Revelation of Different Nanoparticle-Uptake Behavior in Two Standard Cell Lines NIH/3T3 and A549 by Flow Cytometry and Time-Lapse Imaging
Institute of Technical Chemistry, Gottfried Wilhelm Leibniz Universität Hannover, 30167 Hannover, Germany
Laboratory “Photoactive Nanocomposite Materials” (Director), Saint-Petersburg State University, 198504 Saint-Petersburg, Russia
Author to whom correspondence should be addressed.
These authors contributed equally to this work.
Academic Editor: Thomas Webster
Toxics 2017, 5(3), 15; https://doi.org/10.3390/toxics5030015
Received: 31 May 2017 / Revised: 6 July 2017 / Accepted: 17 July 2017 / Published: 19 July 2017
(This article belongs to the Special Issue Health Effects of Airborne Particles, Gases and Aerosols: Current and Future Perspectives)

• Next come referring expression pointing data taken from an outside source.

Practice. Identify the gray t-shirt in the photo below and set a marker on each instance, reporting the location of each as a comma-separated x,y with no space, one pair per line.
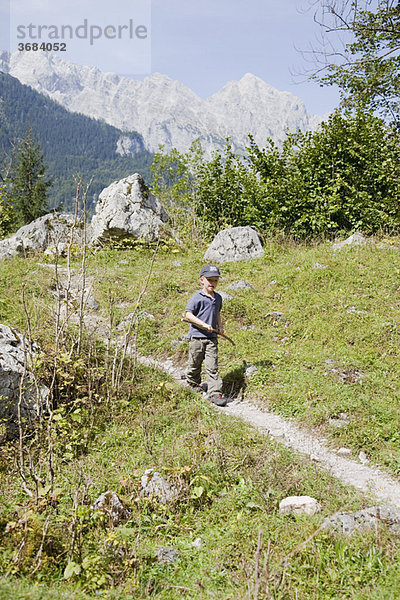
207,309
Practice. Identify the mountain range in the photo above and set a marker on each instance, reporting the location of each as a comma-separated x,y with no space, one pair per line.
161,110
72,144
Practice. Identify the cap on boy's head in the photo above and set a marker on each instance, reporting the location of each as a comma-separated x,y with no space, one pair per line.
210,271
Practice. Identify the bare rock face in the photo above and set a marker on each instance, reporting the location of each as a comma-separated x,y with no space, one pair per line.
52,231
127,209
234,244
27,398
304,505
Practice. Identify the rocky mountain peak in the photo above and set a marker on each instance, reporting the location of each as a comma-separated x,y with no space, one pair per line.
163,110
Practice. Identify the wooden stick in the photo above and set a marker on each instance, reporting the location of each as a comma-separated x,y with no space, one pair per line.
214,330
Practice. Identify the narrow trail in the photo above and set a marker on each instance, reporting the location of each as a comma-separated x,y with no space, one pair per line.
367,479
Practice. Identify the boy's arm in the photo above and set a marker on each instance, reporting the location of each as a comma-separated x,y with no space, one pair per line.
202,324
220,327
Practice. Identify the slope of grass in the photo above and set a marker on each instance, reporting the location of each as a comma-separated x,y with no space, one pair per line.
334,350
230,478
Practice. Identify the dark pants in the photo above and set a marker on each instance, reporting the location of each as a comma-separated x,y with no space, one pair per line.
204,350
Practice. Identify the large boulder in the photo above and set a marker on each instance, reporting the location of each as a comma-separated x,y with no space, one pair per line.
54,230
19,393
127,209
234,244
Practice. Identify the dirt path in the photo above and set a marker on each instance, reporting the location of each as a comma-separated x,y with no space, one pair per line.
367,479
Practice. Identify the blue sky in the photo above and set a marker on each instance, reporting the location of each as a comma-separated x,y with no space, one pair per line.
203,43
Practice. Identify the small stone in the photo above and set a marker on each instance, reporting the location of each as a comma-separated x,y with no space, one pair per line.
145,315
250,370
167,555
176,343
352,309
92,303
235,244
155,486
274,317
344,452
111,505
299,505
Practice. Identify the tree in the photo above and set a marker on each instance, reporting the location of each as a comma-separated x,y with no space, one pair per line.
345,176
367,66
29,185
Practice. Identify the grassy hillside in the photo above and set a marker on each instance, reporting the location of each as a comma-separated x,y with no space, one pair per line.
231,478
72,144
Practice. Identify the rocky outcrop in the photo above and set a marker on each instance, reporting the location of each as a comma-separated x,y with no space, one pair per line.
19,394
52,232
234,244
127,209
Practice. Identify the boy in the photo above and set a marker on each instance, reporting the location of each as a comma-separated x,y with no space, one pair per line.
204,313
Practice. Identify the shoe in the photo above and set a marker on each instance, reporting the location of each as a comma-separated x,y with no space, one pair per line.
219,400
194,386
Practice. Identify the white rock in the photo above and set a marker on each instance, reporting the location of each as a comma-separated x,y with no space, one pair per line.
344,452
52,231
250,370
235,244
357,239
126,209
111,505
15,354
154,485
299,505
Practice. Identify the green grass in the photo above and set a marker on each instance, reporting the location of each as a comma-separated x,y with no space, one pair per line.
231,477
293,378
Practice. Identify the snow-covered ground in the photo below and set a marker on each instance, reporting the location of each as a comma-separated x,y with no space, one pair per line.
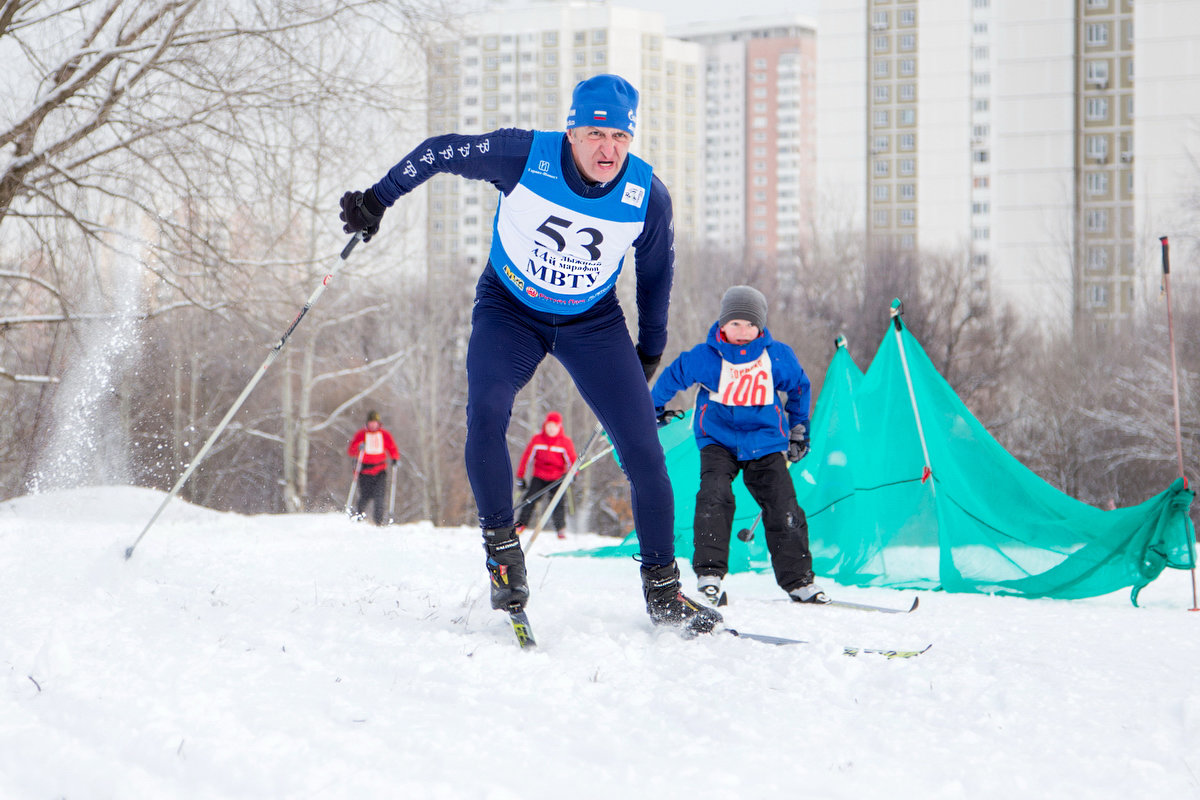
307,656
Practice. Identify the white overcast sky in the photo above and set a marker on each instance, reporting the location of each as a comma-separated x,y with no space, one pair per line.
682,12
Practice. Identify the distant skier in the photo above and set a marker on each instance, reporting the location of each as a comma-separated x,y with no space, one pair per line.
571,205
741,425
377,446
553,452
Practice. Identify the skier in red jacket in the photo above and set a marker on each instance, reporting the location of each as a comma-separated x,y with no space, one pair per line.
377,446
553,452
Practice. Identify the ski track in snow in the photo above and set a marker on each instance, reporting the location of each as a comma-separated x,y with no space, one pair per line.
307,656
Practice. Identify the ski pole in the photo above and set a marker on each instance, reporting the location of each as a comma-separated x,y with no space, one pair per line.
245,392
391,497
562,487
747,534
354,485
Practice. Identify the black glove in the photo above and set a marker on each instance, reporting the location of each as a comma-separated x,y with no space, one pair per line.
669,416
649,362
361,211
797,444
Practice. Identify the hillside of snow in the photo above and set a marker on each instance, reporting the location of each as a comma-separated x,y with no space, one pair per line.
309,656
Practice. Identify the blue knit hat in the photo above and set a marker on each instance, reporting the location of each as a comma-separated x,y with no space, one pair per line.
604,102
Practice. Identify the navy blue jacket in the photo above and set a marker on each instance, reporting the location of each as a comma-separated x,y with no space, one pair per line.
499,157
747,431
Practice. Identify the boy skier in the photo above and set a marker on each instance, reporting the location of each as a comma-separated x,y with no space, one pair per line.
741,425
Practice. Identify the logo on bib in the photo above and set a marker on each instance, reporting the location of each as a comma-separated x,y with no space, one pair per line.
633,196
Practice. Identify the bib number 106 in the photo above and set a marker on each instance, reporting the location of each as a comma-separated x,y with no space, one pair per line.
749,389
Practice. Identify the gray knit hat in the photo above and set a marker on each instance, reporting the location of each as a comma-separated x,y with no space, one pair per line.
744,302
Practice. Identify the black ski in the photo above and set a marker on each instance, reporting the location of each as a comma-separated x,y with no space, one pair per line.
522,629
868,607
847,650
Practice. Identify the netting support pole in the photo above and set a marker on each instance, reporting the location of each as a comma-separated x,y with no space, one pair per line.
1175,382
912,396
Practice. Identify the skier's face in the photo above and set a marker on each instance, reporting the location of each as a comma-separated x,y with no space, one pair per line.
739,331
599,152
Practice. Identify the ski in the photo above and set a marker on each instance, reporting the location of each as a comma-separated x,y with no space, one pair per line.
846,650
522,629
868,607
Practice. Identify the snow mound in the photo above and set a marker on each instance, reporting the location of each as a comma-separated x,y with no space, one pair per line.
105,505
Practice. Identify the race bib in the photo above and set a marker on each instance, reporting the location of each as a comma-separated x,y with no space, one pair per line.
745,384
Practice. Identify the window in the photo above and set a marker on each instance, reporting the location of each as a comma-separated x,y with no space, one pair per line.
1098,148
1097,109
1097,221
1097,34
1098,73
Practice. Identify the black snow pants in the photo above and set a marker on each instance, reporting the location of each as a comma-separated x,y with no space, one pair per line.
785,527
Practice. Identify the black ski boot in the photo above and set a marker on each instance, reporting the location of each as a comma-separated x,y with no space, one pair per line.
666,603
505,565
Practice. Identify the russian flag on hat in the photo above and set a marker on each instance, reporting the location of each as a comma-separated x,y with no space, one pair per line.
604,101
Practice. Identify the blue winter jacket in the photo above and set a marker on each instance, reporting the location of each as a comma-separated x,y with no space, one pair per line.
753,421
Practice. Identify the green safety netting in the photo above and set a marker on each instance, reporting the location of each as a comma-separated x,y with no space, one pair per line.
905,488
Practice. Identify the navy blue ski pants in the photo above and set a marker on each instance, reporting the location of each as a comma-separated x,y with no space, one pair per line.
508,341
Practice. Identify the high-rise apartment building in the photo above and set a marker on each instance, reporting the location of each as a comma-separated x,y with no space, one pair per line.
760,133
517,68
1045,140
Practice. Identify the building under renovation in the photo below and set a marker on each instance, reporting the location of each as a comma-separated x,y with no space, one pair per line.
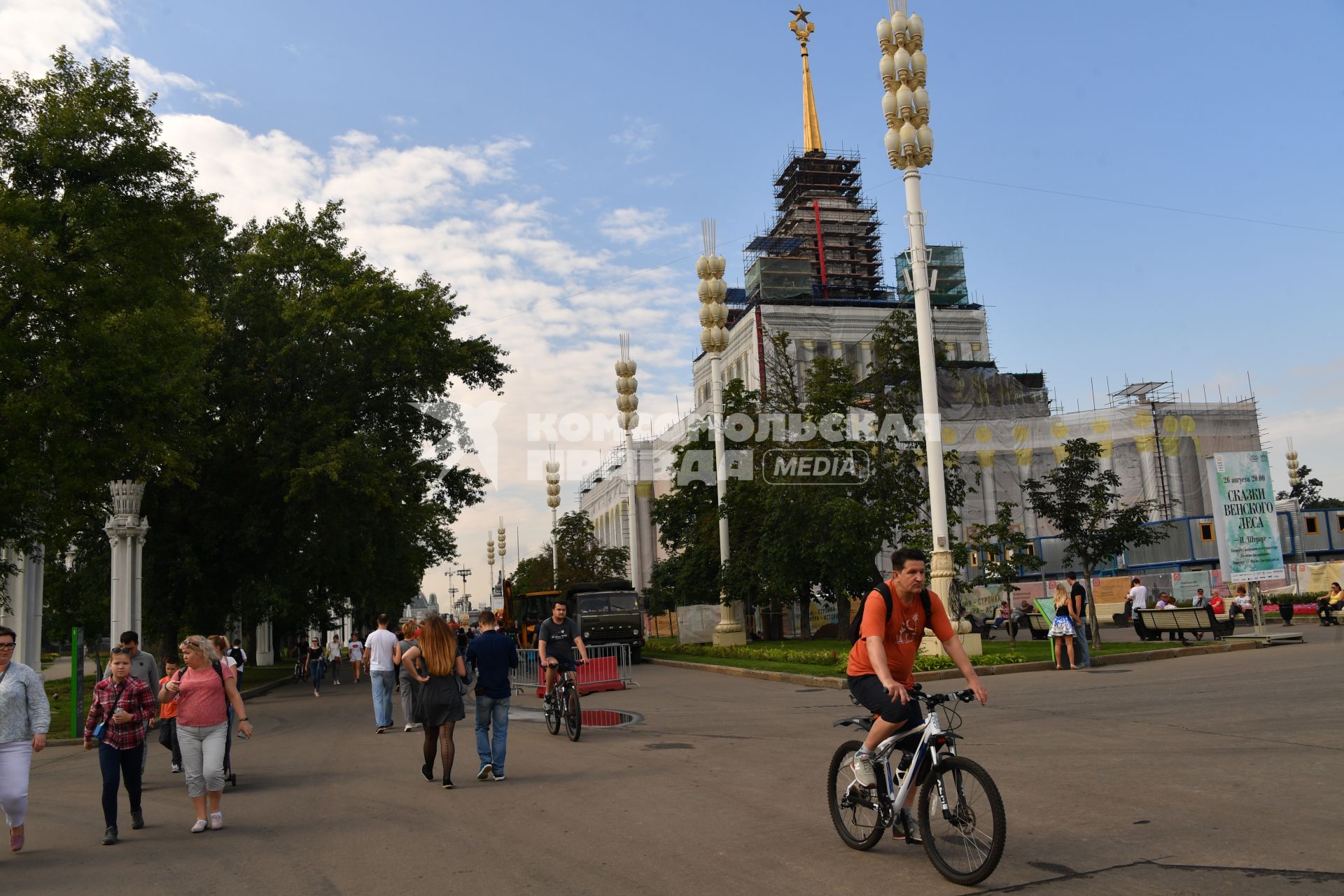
818,277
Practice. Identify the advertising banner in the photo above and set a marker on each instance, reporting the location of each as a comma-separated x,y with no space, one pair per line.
1243,516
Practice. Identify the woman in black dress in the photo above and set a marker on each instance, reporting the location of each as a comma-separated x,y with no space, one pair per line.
437,666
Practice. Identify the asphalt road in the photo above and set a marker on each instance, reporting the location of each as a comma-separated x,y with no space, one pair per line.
1191,776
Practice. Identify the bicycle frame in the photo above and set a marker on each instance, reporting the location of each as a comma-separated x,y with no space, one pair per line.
932,741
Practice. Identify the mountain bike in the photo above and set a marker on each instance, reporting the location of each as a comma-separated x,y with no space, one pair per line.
958,806
564,704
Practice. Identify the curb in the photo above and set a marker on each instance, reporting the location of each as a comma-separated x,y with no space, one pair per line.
246,695
941,675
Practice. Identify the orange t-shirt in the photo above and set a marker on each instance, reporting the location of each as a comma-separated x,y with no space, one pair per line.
901,636
167,710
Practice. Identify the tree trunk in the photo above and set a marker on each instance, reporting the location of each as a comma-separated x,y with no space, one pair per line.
1092,609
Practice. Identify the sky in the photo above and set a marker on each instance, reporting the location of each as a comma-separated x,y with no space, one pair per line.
1144,195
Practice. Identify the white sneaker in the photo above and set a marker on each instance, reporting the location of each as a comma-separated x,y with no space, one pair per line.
863,771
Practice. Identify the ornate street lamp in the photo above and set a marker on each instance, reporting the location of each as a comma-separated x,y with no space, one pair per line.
714,339
910,148
553,500
628,416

The uptake of nanomaterials into different cell types is a central pharmacological issue for the determination of nanotoxicity as well as for the development of drug delivery strategies. Most responses of the cells depend on their intracellular interactions with nanoparticles (NPs). Uptake behavior can be precisely investigated in vitro, with sensitive high throughput methods such as flow cytometry. In this study, we investigated two different standard cell lines, human lung carcinoma (A549) and mouse fibroblast (NIH/3T3) cells, regarding their uptake behavior of titanium dioxide NPs. Cells were incubated with different concentrations of TiO2 NPs and samples were taken at certain time points to compare the uptake kinetics of both cell lines. Samples were analyzed with the help of flow cytometry by studying changes in the side and forward scattering signal. To additionally enable a detection via fluorescence, NPs were labeled with the fluorescent dye fluorescein isothiocyanate (FITC) and propidium iodide (PI). We found that NIH/3T3 cells take up the studied NPs more efficiently than A549 cells. These findings were supported by time-lapse microscopic imaging of the cells incubated with TiO2 NPs. Our results confirm that the uptake behavior of individual cell types has to be considered before interpreting any results of nanomaterial studies.